According to Daffi, Indonesia is an archipelago with various races, ethnicities and religions, but should not let itself be divided by any of those. It is no longer appropriate to say “I am Batak or I am Java”, but rather how “I” can be substituted by “we” to become “We are Indonesian”. Apart from the valuable personal experience and lessons he learned from the story itself, Daffi thinks there is still much to be explored about Tim Bui.
RICHARD ALINO (TOGAR)
Richard thought the Tim Bui theme, itself, was interesting and well-crafted. He enjoyed the cosy atmosphere on set during shooting. And, according to him, the crew and the cast worked together in harmony. Richard said he found the character of Togar interesting to play, given that he used a fierce exterior to hide a sentimental side and who he really was –a loving family man. Richard hoped that Tim Bui will be made into a movie.
RIO ALBA (IWAN)
This Lubang Buaya-born man plays the role of the antagonist guard, Iwan Wahyudi, the Chief of Security of the Lawang Betung Prison, in Tim Bui. Previously, he performed in threatre with the famous director Arifin C Noer in Umang Umang in 1998, and in 2009 was nominated as best actor at the Jakarta Film Festival for his role in Bianglala.

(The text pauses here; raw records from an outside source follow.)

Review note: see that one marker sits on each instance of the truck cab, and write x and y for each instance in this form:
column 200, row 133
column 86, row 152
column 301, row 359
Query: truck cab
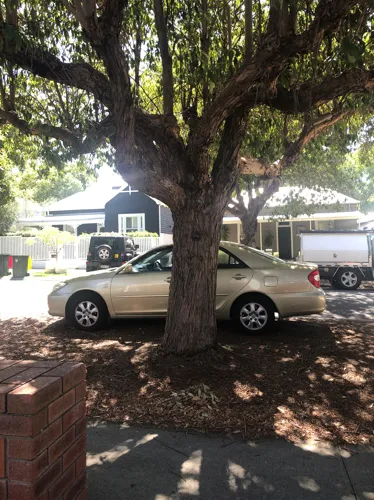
column 345, row 258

So far in his acting career, he considers Tim Bui as the most meaningful role he has played. He said: “Tim Bui gives large space to develop the character that I played. For that, I’m thankful to SET Film and all the crew.” He hopes that the drama series will one day become a movie on the big screen.
GALABBY THAHIRA P (SARAH)
For Abby, born in 1990, acting as a young woman who falls in love with an inmate was an exciting new experience for her. She is the real-life daughter of her on-screen mother Nina, played by Erly Arshyla. Abby has previously acted in several films such as “Tusuk Jalangkung” (The Poltergeist Stake), “Dealova” and “Benci Disco” (I Hate Disco).
According to her, a unique experience from playing Sarah was of being involved in several conflict scenes with her real-life mother. She said: “Filming Tim Bui was exciting and it was fun to work as a team. Hopefully, there is a going to be a following season.”